Tuesday, October 15, 2019
Raskolnikov's justification for murder and what that may mean today
By the end of Part 3 of F Dostoyevsky's Crime and Punishment (1866), the protagonist and murderer, Raskolnikov, engages in a long discussion with Porfiry, a police official of some sort (not sure his precise position in the department), who is related to his best friend, Razumikhin. Porfiry notes that he has read Rask's recent magazine article on justified killing; this comes as a shock to R, who didn't even know his article had been accepted and published. In the article, R argues that there are two kinds of people, ordinary people and the exceptional, and the exceptional - geniuses and independent thinkers - have rights, he believes, that the plebes don't have - notably, the right to kill for their own good and for the greater good of society. We can see how this line of thinking led R to kill the pawnbroker and her daughter in order to get money to pay his bills and help his family.
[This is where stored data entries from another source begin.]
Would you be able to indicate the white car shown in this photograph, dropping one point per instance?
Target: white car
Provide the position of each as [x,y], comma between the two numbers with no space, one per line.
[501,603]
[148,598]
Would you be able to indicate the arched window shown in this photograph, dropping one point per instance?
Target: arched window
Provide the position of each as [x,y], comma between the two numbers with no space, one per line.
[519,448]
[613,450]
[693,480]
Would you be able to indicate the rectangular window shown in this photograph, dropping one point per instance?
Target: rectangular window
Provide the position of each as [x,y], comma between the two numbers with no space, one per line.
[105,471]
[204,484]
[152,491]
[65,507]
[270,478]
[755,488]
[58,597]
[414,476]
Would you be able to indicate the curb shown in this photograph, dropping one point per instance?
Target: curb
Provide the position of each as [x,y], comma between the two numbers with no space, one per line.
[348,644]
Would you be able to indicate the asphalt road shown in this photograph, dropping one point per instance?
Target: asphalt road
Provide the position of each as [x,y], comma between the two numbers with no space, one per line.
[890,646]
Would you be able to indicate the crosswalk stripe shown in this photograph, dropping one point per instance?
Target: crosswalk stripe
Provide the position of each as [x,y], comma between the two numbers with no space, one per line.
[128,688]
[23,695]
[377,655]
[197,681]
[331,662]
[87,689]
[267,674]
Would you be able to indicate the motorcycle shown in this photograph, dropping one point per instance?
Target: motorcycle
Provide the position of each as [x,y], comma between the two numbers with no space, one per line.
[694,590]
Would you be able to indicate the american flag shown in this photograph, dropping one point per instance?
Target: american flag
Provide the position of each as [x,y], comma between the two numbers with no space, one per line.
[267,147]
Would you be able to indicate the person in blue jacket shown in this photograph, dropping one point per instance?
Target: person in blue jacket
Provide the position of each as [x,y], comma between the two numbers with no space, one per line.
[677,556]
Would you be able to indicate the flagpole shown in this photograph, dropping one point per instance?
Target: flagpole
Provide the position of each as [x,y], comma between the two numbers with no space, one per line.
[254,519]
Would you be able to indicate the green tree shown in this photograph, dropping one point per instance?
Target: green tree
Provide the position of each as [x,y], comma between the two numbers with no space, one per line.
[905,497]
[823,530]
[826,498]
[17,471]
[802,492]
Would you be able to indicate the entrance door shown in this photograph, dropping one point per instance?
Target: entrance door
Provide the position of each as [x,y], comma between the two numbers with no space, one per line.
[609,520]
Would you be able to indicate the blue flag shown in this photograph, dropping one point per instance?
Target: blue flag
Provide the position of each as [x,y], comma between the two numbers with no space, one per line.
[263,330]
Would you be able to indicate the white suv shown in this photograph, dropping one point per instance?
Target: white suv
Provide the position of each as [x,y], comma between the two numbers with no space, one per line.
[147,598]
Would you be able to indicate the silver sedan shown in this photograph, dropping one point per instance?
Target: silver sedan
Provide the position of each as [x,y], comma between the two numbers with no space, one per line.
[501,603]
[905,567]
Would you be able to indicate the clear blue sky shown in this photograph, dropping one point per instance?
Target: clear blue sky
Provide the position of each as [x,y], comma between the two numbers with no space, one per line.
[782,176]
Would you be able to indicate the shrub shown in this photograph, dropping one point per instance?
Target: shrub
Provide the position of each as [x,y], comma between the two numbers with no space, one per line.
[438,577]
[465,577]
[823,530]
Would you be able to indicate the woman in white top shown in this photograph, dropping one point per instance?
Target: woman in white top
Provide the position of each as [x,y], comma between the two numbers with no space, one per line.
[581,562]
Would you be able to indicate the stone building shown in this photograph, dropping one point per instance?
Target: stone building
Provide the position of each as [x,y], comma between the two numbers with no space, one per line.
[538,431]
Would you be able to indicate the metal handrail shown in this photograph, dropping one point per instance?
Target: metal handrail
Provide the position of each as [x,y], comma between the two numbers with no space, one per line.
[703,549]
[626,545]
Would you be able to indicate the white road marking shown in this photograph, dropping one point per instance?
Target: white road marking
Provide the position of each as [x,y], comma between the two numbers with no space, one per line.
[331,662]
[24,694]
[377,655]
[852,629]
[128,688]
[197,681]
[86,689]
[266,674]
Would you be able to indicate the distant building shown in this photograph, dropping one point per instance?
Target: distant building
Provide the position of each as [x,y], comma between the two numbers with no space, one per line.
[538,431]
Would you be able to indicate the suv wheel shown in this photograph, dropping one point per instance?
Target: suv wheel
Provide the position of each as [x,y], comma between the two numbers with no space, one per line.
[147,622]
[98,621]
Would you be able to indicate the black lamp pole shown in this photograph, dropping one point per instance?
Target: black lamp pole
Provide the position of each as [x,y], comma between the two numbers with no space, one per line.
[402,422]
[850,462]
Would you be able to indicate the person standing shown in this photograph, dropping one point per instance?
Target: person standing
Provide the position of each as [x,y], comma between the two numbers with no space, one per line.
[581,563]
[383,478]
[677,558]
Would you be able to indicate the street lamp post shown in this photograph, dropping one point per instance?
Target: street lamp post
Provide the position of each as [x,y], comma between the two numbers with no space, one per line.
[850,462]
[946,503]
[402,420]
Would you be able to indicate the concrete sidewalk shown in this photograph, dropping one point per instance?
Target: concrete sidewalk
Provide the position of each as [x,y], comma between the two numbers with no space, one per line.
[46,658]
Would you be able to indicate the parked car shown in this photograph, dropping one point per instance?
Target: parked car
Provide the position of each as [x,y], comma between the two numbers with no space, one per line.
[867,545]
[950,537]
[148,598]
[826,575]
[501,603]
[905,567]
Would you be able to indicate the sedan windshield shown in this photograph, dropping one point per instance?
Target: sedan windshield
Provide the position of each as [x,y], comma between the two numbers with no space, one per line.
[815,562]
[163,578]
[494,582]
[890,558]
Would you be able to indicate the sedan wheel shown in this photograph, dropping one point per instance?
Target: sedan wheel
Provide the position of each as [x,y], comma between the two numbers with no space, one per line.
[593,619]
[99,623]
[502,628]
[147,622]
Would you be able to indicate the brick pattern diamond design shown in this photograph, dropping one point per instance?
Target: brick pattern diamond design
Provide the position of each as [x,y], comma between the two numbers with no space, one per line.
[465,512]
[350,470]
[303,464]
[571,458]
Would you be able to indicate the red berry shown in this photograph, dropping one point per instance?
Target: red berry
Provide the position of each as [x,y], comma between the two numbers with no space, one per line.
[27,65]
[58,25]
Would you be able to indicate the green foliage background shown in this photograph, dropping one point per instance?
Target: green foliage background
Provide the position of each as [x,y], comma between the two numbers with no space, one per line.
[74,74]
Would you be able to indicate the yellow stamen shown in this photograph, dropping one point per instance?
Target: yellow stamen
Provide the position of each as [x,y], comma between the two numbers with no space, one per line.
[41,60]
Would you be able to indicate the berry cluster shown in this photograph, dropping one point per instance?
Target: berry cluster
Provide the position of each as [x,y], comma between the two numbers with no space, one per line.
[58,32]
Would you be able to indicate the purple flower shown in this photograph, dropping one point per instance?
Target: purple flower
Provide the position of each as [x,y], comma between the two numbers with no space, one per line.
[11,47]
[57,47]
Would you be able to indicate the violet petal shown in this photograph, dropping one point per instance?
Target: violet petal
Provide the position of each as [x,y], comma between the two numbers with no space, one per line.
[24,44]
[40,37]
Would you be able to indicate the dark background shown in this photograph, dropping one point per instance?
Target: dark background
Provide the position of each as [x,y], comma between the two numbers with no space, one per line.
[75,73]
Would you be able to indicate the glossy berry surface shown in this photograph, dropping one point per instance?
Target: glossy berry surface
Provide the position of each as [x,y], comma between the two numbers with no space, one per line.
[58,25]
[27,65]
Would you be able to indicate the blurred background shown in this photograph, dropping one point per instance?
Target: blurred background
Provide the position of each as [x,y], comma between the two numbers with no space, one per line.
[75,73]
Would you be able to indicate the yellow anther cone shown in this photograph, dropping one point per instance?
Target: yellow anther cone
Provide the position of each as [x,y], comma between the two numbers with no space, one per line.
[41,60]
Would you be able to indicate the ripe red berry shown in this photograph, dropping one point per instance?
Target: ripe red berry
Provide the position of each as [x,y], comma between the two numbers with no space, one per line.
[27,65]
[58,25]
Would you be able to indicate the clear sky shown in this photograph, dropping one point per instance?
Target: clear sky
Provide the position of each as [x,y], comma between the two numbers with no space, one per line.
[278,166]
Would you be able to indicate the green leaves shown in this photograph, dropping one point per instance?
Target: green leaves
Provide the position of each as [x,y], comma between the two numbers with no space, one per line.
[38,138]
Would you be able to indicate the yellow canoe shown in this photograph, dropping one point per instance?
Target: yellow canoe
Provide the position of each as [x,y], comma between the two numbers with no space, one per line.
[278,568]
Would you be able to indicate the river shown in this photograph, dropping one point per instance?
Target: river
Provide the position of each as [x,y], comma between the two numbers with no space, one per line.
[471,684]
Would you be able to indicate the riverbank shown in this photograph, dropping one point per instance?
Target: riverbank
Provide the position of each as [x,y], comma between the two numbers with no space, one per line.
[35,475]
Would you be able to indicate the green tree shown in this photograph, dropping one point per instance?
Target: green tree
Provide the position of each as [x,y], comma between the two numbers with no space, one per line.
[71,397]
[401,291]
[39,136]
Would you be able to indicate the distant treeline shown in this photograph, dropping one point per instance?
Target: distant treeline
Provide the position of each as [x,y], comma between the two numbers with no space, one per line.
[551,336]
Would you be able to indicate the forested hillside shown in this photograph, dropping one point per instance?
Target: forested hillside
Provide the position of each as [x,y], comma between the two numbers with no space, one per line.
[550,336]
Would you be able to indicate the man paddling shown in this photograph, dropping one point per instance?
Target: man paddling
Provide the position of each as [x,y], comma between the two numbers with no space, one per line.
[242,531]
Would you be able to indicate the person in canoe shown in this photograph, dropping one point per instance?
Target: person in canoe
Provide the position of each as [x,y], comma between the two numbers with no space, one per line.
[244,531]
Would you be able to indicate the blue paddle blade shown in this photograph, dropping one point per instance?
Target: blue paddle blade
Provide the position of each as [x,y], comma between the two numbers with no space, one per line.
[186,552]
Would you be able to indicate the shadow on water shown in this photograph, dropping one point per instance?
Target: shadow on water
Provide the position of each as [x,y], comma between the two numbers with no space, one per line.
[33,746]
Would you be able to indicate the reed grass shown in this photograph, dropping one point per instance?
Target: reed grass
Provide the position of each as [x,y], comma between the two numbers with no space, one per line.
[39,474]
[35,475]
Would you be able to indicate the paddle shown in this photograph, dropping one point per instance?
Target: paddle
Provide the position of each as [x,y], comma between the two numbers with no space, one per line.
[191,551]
We can also see why this article, along w/ R's erratic behavior, have led Porfiry to suspect R of the killing; their discussion of R's ideas and his publication is filled w/ subtle tension and provocation. What are we to make of R's theories? Obviously, FD is not in sympathy, and in fact no reader then or today is likely to be drawn in by R's arguments. How can we not, today, see in his justification of the killing of the innocent not see a parallel w/ all kinds of terrorism and murder: taking thousands of innocent lives in service of a political cause, shootings at churches and temples and schools. Those, we almost universally condemn. But isn't in just another step to justified killings in war, and to capital punishment? The main difference is that those as sanctioned by the state as a whole, as an entity, whereas R talks of an act by an individual, whose rights to kill are entirely self-anointed. But perhaps the distinction between personal killings and station killings is not as profound as it at first appears.